Turning those frustrations into sustained organization requires grappling with legal obstacles. Unlike in much of Western Europe, where workers are unionized at high levels and can bargain as an entire sector to address problems in their industries, in the United States the legal system makes organizing and bargaining exceedingly difficult. The National Labor Relations Act, the federal law that governs organizing and bargaining among private sector workers, promises to protect the right to unionize but often fails to do so in practice. Employers can delay union recognition for months or years through multiple legal challenges. When they illegally fire workers who organize, a disturbingly common practice, or fail to bargain in good faith, the penalties are so weak that they are nearly nonexistent.

Even where unions exist, the law requires employers to bargain only with their own employees; it does not require bargaining to benefit all workers in a sector or a supply chain. This structure is especially ill suited for responding to concerns raised by A.I., which is built through chains of engineers, contractors, cloud workers, data annotators, content moderators and vendors spread across firms.

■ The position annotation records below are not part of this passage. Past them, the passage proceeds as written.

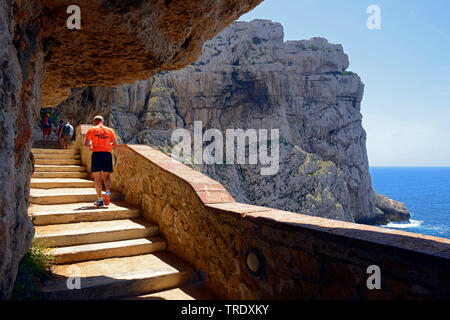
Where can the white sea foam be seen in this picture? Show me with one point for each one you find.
(405, 225)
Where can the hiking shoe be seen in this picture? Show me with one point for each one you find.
(99, 203)
(107, 198)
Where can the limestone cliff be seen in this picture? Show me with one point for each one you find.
(249, 78)
(41, 59)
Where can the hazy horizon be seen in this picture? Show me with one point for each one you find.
(404, 66)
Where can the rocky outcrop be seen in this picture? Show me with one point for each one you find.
(248, 78)
(393, 211)
(41, 60)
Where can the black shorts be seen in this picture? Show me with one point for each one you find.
(101, 161)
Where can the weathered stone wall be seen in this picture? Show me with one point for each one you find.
(20, 95)
(304, 257)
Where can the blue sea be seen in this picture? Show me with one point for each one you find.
(425, 193)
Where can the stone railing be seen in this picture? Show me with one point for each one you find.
(251, 252)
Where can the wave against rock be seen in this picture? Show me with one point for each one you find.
(249, 78)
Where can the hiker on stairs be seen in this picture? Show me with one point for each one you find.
(100, 140)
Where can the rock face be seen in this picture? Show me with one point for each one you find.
(248, 78)
(41, 59)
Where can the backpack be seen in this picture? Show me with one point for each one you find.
(66, 129)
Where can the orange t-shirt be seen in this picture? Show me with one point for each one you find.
(101, 138)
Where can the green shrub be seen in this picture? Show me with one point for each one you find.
(34, 267)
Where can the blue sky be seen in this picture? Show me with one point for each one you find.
(405, 67)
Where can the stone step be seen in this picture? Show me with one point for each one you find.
(119, 277)
(195, 291)
(63, 168)
(97, 251)
(80, 212)
(71, 150)
(56, 156)
(66, 195)
(57, 161)
(56, 174)
(50, 183)
(72, 234)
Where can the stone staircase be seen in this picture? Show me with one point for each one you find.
(115, 253)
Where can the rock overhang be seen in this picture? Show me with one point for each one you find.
(120, 41)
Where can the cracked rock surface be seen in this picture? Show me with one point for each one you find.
(247, 77)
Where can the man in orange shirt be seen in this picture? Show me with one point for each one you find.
(100, 140)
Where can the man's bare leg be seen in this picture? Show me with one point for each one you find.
(106, 180)
(98, 184)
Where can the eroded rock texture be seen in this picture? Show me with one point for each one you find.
(248, 78)
(119, 42)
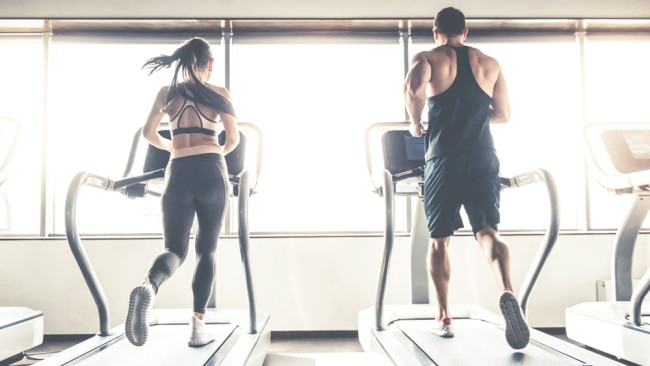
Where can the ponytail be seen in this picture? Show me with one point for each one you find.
(193, 54)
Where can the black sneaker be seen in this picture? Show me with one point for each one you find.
(137, 319)
(517, 332)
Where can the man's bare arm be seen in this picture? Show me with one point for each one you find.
(415, 85)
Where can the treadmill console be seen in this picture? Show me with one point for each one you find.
(629, 150)
(403, 153)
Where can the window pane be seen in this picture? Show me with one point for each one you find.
(21, 93)
(543, 81)
(100, 97)
(617, 76)
(314, 103)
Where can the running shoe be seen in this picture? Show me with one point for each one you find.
(137, 319)
(443, 328)
(517, 332)
(199, 336)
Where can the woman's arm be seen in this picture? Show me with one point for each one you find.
(150, 129)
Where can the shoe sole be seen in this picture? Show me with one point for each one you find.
(137, 319)
(199, 343)
(517, 332)
(443, 333)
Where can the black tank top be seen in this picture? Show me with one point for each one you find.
(459, 116)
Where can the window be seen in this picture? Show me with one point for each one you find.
(21, 72)
(314, 102)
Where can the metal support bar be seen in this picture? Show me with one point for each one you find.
(244, 246)
(389, 234)
(624, 248)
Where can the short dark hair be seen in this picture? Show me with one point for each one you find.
(450, 21)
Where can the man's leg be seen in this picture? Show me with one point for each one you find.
(439, 271)
(497, 254)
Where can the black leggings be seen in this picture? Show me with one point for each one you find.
(196, 184)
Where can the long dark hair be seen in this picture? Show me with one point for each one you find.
(193, 54)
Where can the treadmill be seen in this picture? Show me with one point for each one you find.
(242, 336)
(400, 334)
(21, 328)
(620, 154)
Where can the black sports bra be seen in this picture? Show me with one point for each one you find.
(190, 107)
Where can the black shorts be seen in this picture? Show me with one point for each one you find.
(470, 179)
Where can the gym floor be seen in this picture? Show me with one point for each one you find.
(287, 349)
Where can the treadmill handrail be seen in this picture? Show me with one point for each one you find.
(550, 235)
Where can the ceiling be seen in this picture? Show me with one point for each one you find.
(417, 26)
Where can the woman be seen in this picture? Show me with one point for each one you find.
(196, 181)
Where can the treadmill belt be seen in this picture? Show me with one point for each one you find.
(476, 342)
(167, 345)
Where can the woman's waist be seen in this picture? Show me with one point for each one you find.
(196, 150)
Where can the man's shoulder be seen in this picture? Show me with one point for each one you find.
(482, 58)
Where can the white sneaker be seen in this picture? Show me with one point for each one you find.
(137, 319)
(517, 332)
(443, 328)
(199, 336)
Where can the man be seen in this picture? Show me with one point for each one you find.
(465, 91)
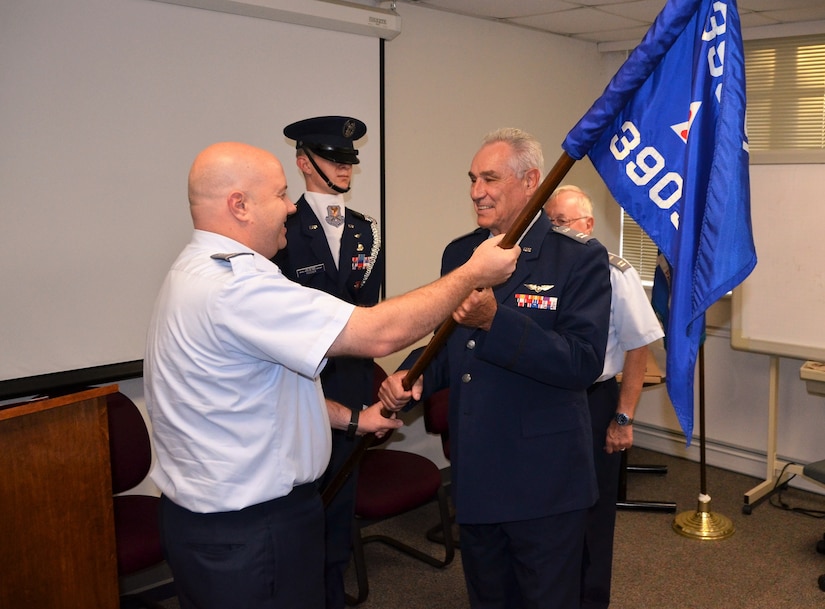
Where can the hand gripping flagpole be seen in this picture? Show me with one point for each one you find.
(520, 225)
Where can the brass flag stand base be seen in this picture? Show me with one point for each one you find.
(703, 523)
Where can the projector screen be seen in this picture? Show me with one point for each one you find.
(103, 106)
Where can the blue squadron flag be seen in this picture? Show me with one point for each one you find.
(668, 138)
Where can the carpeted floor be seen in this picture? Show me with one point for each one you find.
(769, 562)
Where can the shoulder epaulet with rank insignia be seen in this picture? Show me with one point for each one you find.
(361, 216)
(464, 236)
(619, 262)
(228, 257)
(573, 234)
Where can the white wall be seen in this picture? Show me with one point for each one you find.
(451, 79)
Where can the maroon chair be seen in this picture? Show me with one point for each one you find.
(137, 531)
(391, 483)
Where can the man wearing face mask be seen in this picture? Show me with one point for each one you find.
(337, 250)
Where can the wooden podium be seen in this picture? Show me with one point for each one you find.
(57, 532)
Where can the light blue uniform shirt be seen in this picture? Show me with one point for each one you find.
(231, 371)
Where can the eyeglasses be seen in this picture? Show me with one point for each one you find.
(562, 222)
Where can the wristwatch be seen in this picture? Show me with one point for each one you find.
(622, 419)
(352, 428)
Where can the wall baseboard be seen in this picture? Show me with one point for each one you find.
(730, 457)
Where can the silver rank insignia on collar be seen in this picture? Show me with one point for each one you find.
(334, 216)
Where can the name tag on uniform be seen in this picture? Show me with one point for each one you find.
(310, 270)
(536, 301)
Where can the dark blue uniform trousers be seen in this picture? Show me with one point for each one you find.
(597, 563)
(267, 555)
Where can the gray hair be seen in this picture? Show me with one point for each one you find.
(583, 199)
(527, 152)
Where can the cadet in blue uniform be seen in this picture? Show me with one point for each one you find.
(518, 366)
(337, 250)
(633, 326)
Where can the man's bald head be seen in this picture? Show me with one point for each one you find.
(230, 185)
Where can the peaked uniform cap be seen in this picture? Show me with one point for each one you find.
(330, 137)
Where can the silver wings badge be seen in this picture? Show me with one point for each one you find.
(538, 288)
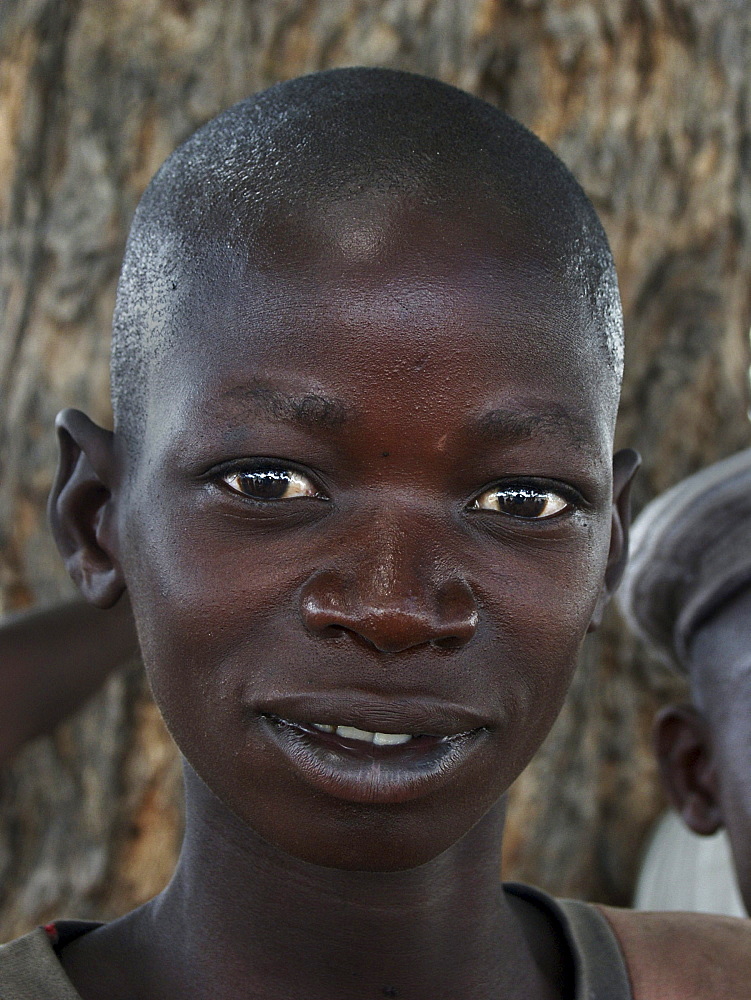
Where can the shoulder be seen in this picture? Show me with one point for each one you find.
(30, 970)
(690, 956)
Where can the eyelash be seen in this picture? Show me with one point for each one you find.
(525, 490)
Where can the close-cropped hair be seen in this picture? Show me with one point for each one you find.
(334, 138)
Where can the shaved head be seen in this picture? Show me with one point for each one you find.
(332, 163)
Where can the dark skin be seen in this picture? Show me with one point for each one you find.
(430, 393)
(704, 748)
(52, 660)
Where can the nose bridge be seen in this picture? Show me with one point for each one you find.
(394, 586)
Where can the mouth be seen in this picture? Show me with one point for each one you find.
(405, 753)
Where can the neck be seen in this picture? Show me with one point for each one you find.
(258, 916)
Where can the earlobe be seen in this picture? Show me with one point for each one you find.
(626, 464)
(81, 508)
(687, 768)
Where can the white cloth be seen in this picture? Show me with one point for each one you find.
(682, 871)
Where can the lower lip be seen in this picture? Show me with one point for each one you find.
(357, 771)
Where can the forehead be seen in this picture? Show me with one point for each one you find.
(385, 306)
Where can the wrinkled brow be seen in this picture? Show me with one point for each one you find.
(511, 425)
(310, 409)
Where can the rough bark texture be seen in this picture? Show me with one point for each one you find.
(647, 102)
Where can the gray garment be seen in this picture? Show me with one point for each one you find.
(30, 969)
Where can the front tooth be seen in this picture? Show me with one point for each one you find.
(390, 739)
(350, 733)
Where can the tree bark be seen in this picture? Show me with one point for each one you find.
(645, 100)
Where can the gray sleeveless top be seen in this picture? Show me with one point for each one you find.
(31, 970)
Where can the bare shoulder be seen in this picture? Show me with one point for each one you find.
(684, 956)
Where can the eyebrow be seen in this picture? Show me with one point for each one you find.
(310, 409)
(511, 425)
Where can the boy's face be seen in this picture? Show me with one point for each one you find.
(375, 491)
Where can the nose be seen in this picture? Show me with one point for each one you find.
(394, 595)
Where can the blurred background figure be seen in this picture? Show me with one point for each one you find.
(647, 102)
(687, 593)
(52, 661)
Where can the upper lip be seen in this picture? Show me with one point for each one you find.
(376, 714)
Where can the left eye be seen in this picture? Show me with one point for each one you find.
(525, 502)
(270, 483)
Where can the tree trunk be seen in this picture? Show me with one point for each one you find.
(646, 101)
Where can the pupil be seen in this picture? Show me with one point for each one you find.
(523, 503)
(266, 484)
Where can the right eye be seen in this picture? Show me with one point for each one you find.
(270, 483)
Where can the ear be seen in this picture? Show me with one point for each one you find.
(626, 464)
(684, 754)
(81, 508)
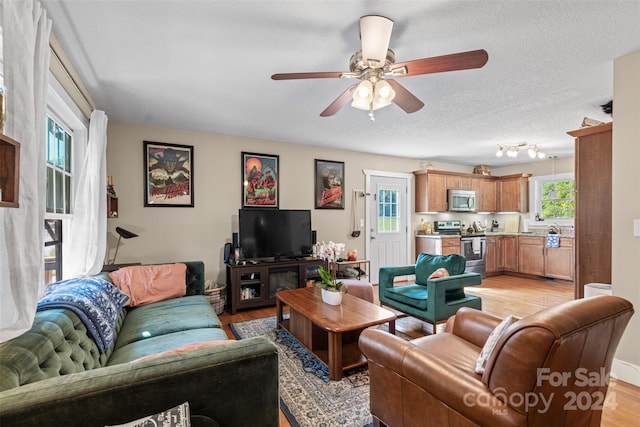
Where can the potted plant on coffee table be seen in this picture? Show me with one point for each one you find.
(331, 288)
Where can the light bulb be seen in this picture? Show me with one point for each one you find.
(364, 89)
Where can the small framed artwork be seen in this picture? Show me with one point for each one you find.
(329, 192)
(260, 175)
(168, 176)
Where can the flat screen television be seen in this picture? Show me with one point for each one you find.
(275, 233)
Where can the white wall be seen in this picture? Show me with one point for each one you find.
(199, 233)
(626, 207)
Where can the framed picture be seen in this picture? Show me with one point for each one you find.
(168, 175)
(260, 180)
(329, 184)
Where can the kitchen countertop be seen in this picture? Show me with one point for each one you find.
(492, 233)
(530, 233)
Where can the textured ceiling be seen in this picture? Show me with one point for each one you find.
(206, 66)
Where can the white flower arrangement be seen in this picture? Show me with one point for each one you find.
(331, 251)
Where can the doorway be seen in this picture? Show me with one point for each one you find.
(388, 220)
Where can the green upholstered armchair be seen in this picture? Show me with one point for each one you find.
(432, 300)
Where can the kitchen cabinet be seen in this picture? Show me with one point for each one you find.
(508, 253)
(486, 194)
(513, 193)
(508, 193)
(593, 176)
(491, 261)
(458, 182)
(531, 257)
(437, 245)
(430, 191)
(559, 263)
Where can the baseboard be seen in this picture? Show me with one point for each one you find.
(625, 371)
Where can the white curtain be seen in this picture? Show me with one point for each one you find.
(87, 231)
(26, 66)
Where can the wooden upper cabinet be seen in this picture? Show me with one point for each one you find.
(458, 182)
(431, 191)
(486, 194)
(513, 193)
(493, 194)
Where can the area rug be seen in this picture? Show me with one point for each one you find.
(307, 396)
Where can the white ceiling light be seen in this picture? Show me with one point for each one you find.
(383, 94)
(513, 150)
(372, 96)
(363, 95)
(375, 33)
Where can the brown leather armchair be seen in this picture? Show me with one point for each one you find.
(548, 369)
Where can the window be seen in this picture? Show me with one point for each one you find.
(52, 250)
(59, 145)
(388, 211)
(66, 139)
(553, 198)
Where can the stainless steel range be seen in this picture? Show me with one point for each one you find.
(472, 246)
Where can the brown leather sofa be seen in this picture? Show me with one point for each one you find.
(548, 369)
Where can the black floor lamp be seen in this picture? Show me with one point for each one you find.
(122, 233)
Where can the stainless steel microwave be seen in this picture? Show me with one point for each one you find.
(461, 200)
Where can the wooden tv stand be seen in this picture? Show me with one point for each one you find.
(253, 285)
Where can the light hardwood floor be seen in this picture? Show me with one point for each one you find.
(501, 296)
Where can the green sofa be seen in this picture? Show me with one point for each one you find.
(432, 300)
(54, 374)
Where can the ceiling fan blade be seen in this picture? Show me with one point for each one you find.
(375, 33)
(405, 99)
(318, 75)
(439, 64)
(342, 100)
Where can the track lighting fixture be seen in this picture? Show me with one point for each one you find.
(513, 150)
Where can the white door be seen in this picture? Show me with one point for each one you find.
(389, 220)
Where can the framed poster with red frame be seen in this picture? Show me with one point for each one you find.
(260, 176)
(168, 176)
(329, 182)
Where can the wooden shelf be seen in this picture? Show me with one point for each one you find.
(9, 172)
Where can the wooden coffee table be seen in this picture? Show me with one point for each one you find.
(330, 332)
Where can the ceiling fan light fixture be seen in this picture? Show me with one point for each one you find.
(363, 95)
(375, 33)
(383, 94)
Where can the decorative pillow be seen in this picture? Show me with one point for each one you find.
(428, 263)
(146, 284)
(485, 354)
(94, 300)
(185, 348)
(441, 272)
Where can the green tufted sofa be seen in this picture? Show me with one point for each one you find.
(54, 373)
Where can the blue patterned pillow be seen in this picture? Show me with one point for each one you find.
(94, 300)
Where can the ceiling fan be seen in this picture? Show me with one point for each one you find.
(375, 66)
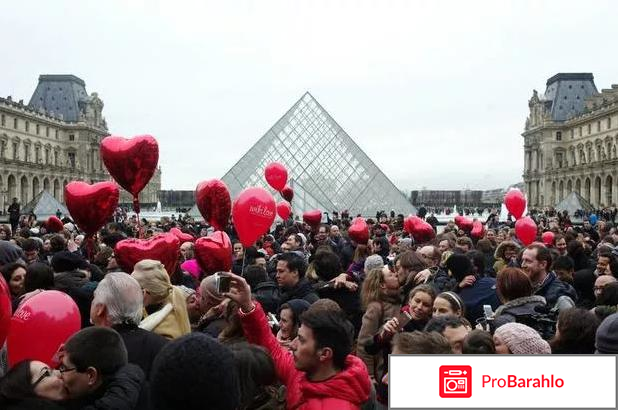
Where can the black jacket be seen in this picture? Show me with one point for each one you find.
(142, 345)
(302, 290)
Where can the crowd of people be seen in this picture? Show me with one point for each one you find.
(309, 317)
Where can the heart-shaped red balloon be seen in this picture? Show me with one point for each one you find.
(164, 248)
(276, 175)
(54, 224)
(478, 229)
(5, 310)
(132, 162)
(548, 238)
(525, 229)
(214, 253)
(253, 213)
(287, 193)
(91, 206)
(284, 210)
(515, 202)
(214, 202)
(184, 237)
(312, 218)
(359, 231)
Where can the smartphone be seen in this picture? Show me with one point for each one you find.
(222, 283)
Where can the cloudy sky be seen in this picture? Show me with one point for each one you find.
(435, 92)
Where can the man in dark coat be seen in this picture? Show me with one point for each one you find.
(118, 303)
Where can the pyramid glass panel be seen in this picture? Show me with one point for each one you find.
(326, 169)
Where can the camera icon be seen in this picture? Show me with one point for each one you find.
(455, 381)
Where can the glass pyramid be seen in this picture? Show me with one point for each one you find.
(326, 169)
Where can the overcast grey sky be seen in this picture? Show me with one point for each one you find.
(435, 92)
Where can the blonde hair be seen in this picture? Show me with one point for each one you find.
(371, 291)
(153, 278)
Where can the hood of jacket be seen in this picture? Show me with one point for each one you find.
(351, 384)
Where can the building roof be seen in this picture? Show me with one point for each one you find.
(65, 95)
(566, 93)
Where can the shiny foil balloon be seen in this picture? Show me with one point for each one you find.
(214, 202)
(276, 175)
(164, 248)
(284, 210)
(40, 325)
(214, 253)
(287, 193)
(312, 218)
(91, 206)
(359, 231)
(132, 162)
(253, 213)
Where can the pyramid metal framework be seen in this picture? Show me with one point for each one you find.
(326, 169)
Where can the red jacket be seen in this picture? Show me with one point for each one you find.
(348, 389)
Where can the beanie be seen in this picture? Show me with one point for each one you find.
(607, 335)
(214, 379)
(522, 339)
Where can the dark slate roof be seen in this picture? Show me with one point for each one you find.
(61, 94)
(566, 92)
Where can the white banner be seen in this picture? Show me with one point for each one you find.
(502, 381)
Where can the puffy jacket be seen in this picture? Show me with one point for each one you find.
(552, 288)
(348, 389)
(512, 310)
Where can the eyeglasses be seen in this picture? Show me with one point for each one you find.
(46, 373)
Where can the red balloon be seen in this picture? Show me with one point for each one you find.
(5, 310)
(214, 202)
(478, 229)
(214, 253)
(41, 325)
(548, 238)
(183, 237)
(312, 218)
(515, 202)
(132, 162)
(253, 213)
(276, 175)
(91, 206)
(287, 193)
(525, 229)
(284, 210)
(164, 248)
(359, 231)
(54, 224)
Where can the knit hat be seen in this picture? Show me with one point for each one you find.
(522, 339)
(65, 261)
(607, 335)
(214, 380)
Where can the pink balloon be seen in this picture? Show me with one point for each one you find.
(525, 229)
(253, 213)
(515, 202)
(284, 210)
(548, 238)
(40, 325)
(276, 175)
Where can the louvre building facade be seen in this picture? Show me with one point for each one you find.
(570, 142)
(52, 140)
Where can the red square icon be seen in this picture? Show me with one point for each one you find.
(455, 381)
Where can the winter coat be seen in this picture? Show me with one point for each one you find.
(376, 314)
(267, 293)
(512, 310)
(552, 288)
(142, 345)
(127, 389)
(302, 290)
(482, 292)
(348, 389)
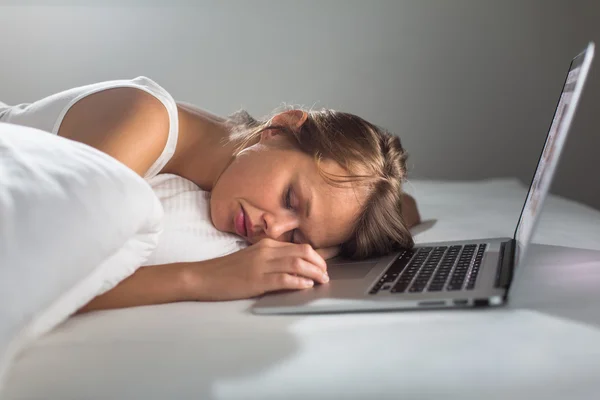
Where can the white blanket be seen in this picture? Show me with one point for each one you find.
(220, 350)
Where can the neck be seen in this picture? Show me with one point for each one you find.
(203, 150)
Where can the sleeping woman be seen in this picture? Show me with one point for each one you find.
(299, 187)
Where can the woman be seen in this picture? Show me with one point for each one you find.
(300, 187)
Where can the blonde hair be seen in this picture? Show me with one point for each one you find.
(374, 158)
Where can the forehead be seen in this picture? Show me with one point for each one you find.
(333, 209)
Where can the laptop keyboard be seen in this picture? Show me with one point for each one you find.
(433, 269)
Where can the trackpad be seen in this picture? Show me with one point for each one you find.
(350, 270)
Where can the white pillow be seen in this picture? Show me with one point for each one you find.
(73, 223)
(188, 234)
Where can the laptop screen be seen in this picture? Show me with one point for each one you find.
(553, 146)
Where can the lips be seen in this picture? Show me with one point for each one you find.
(240, 223)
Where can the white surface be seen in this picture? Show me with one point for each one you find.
(188, 233)
(48, 113)
(544, 344)
(74, 222)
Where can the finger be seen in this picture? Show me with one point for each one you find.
(306, 252)
(283, 281)
(328, 252)
(304, 269)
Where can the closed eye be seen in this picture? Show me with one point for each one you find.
(288, 205)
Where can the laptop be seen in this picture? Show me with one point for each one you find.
(445, 274)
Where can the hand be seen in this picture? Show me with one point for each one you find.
(268, 265)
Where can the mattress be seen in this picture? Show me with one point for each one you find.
(222, 351)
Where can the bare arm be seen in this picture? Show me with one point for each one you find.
(410, 212)
(265, 266)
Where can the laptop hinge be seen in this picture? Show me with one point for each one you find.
(506, 262)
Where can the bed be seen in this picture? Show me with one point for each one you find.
(544, 344)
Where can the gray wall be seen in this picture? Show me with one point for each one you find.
(470, 86)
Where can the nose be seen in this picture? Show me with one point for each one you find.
(277, 225)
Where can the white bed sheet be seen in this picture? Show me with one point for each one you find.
(544, 344)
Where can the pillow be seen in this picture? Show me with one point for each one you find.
(188, 234)
(73, 223)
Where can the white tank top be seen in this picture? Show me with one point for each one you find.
(47, 114)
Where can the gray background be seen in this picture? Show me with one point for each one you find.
(469, 86)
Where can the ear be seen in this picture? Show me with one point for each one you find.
(291, 118)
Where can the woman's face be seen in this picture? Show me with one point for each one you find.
(274, 190)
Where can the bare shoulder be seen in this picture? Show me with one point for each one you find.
(126, 123)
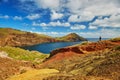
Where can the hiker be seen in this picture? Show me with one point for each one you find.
(100, 38)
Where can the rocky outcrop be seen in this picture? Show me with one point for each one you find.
(67, 52)
(11, 37)
(72, 37)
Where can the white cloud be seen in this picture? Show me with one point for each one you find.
(54, 24)
(56, 15)
(80, 18)
(33, 16)
(86, 10)
(51, 4)
(105, 33)
(4, 16)
(113, 22)
(17, 18)
(92, 27)
(78, 27)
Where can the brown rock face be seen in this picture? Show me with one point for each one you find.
(67, 52)
(11, 37)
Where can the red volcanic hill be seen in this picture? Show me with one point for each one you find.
(67, 52)
(97, 59)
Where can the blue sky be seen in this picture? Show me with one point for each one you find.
(88, 18)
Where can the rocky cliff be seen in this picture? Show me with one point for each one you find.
(12, 37)
(72, 37)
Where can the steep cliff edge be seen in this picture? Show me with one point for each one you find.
(72, 37)
(99, 59)
(12, 37)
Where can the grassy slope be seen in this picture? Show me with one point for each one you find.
(21, 54)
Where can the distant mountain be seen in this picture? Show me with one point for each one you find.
(13, 37)
(72, 37)
(100, 60)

Despite the obstacles, American tech workers have more power than they may realize. Tech workers, especially engineers building generative A.I., are expensive to hire, expensive to train and difficult to replace. They understand the systems they are building better than the regulators trying to govern those systems, better than the executives deploying them and certainly better than the pundits debating their consequences. When they act collectively, they can help safeguard not only their own interests, but society’s interests more broadly.

Workers in other industries have shown what that kind of leverage can accomplish. Hollywood writers and actors did not wait for Congress to solve the threat of generative A.I.; they used strikes and collective bargaining to win rules over how studios could use scripts, voices and likenesses. Earlier in history, autoworkers transformed what were low-wage jobs into the backbone of the middle class, and their organization’s leadership went on to support the civil rights movement. Worker power can do more than improve individual workplaces: It can reshape an industry’s obligations to the public.

If we want A.I. policy that actually works for the public, then decisions cannot be made by executives and investors alone. Workers must have a say in what they build, whom it serves and how it is used. If they do, the rest of us will have a better chance of living with technology governed by democratic values, not merely by corporate and military imperatives.